Ieri la Roma ha avuto troppo poco il possesso (a fine gara la media sarà del 49,3%, contro una squadra molto diretta come la Lazio) e l’ha gestito troppo male (la percentuale di passaggi riusciti si è attestata all’81.9% contro l’84,8% della Lazio, con ben 103 palloni persi) per pensare di attaccare o difendere in maniera organizzata, affidandosi quasi esclusivamente alle sue individualità offensive nei suoi rarissimi barlumi di pericolosità (come lo strapotere fisico di Zaniolo).
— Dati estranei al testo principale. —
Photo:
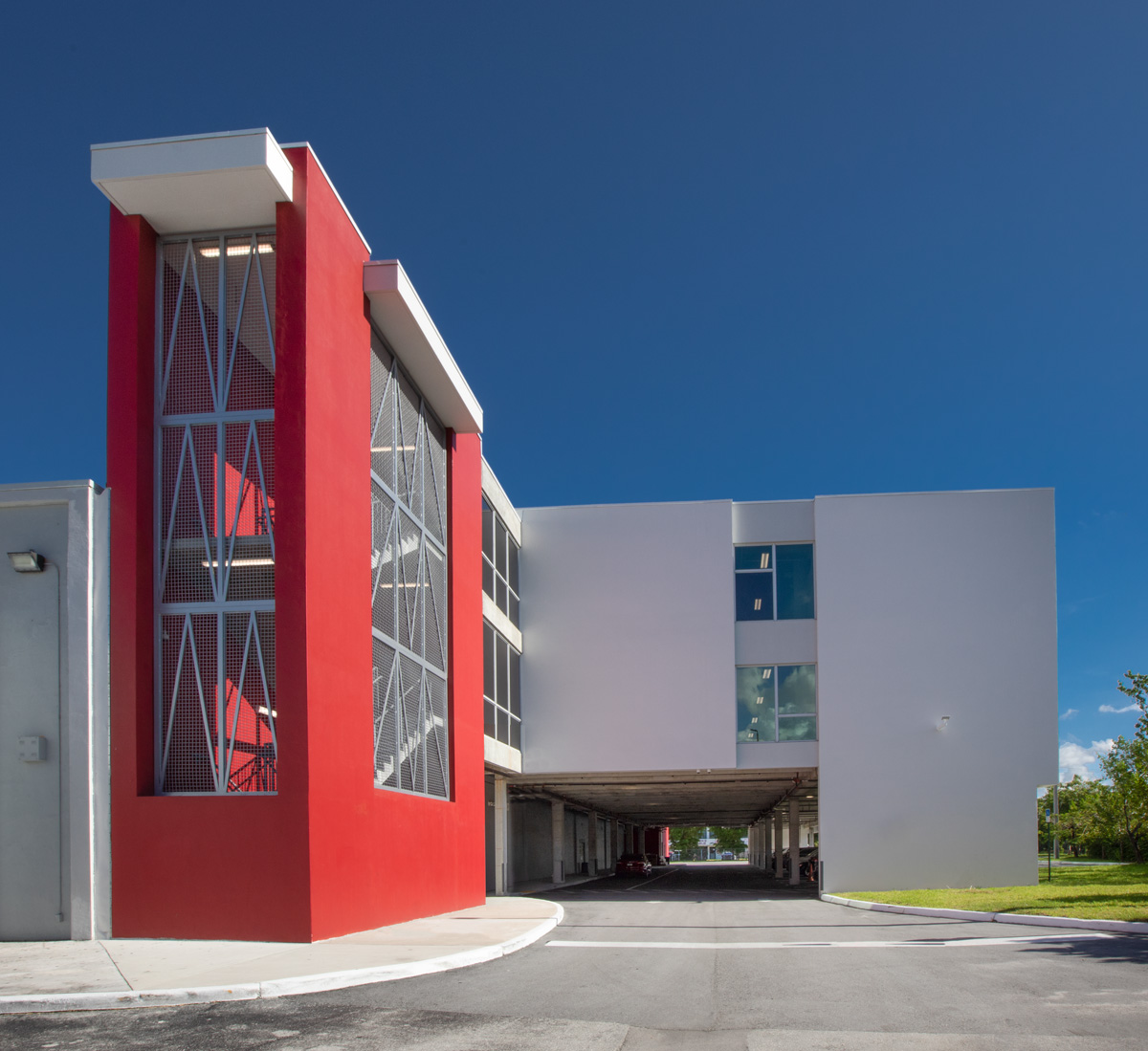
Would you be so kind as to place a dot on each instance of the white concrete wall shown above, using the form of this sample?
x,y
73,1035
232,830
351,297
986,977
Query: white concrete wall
x,y
931,604
55,815
629,619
La scarsa interiorizzazione delle idee di gioco di Fonseca ha inciso soprattutto sull’equilibrio difensivo, che anche ieri è stato messo a repentaglio da un mix letale di errori individuali e di reparto. In fase di possesso Pellegrini e Cristante si muovevano spesso in maniera disarmonica, appiattendosi contemporaneamente sulla linea difensiva, mentre i tre trequartisti cercavano di andare continuamente in profondità, senza scaglionarsi sulla trequarti per dare alla difesa linee di passaggio utili a risalire il campo.

La somma delle due cose ha spaccato continuamente a metà la Roma, che per ogni palla persa doveva subire una transizione difensiva chilometrica con la propria linea di difesa scoperta a scappare verso la porta.

Siamo solo al 35esimo del primo tempo ma la Roma è già esattamente spaccata a metà. In caso di perdita del pallone la Lazio potrebbe andare in quattro contro quattro in spazi aperti.

Persino lo stesso Fonseca è sembrato poco attento all’applicazione delle sue idee, con una gestione dei cambi pigra e poco incisiva. L’allenatore portoghese sembrava molto più preoccupato dalla difesa dei corridoi esterni (soprattutto quello sinistro della Lazio, come ha ripetuto anche in conferenza post-partita) e della profondità che da una corretta gestione del possesso, su cui Diawara, entrato solo a pochi minuti dalla fine, poteva forse dare una mano prima.

È possibile che Fonseca abbia pensato di affrontare una partita così difficile in ottica esclusivamente difensiva (e la scelta iniziale di mettere Zappacosta, infortunatosi nel riscaldamento, e di alzare Florenzi sembra andare in questo senso) per limitare i danni, guadagnare tempo in vista della sosta per le Nazionali e dimostrare alla piazza di non essere così dogmatico come già si inizia a vociferare per le strade di Roma.

Ma il pragmatismo, come dimostra la Lazio di Inzaghi, non è solo un altro nome per difensivismo: significa innanzitutto cucire i principi di gioco sulle caratteristiche tecniche dei giocatori, e le strategia di gara sulle debolezze degli avversari. È proprio su questo campo che si deciderà la crescita futura della Roma di Fonseca, che dovrà spendere bene le prossime settimane per capire quali sono i giocatori più adatti al suo gioco e su quali principi di gioco puntare per valorizzare il più possibile la rosa.

Ad esempio: ha senso puntare su trequartisti istintivi e verticali in un gioco che gli chiede di essere razionali e associativi? Pellegrini e Cristante possono davvero convivere in mediana? Quali sono i centrali di difesa più adatti per avere una costruzione bassa pulita?

La Lazio invece ha fatto del suo meglio, se si esclude la mancanza di lucidità sotto porta. Rimane il rimpianto di non essere riuscita a capitalizzare quanto prodotto, di non aver approfittato di una squadra fragile e ancora in fase di apprendimento, ma se può recriminare con la sfortuna per alcune delle occasioni create, Inzaghi non può che prendersela con i suoi giocatori offensivi, a partire da Correa e Immobile, per gli incredibili errori sotto porta. Insomma, alla Lazio è mancata del tutto la gestione dei momenti decisivi, di una partita che aveva strameritato di vincere e in cui invece ha dovuto rincorrere dopo essere andata sotto. La Lazio ha dominato ma non ha avuto la capacità di controllo che le squadre più ambiziose devono avere per forza di cose.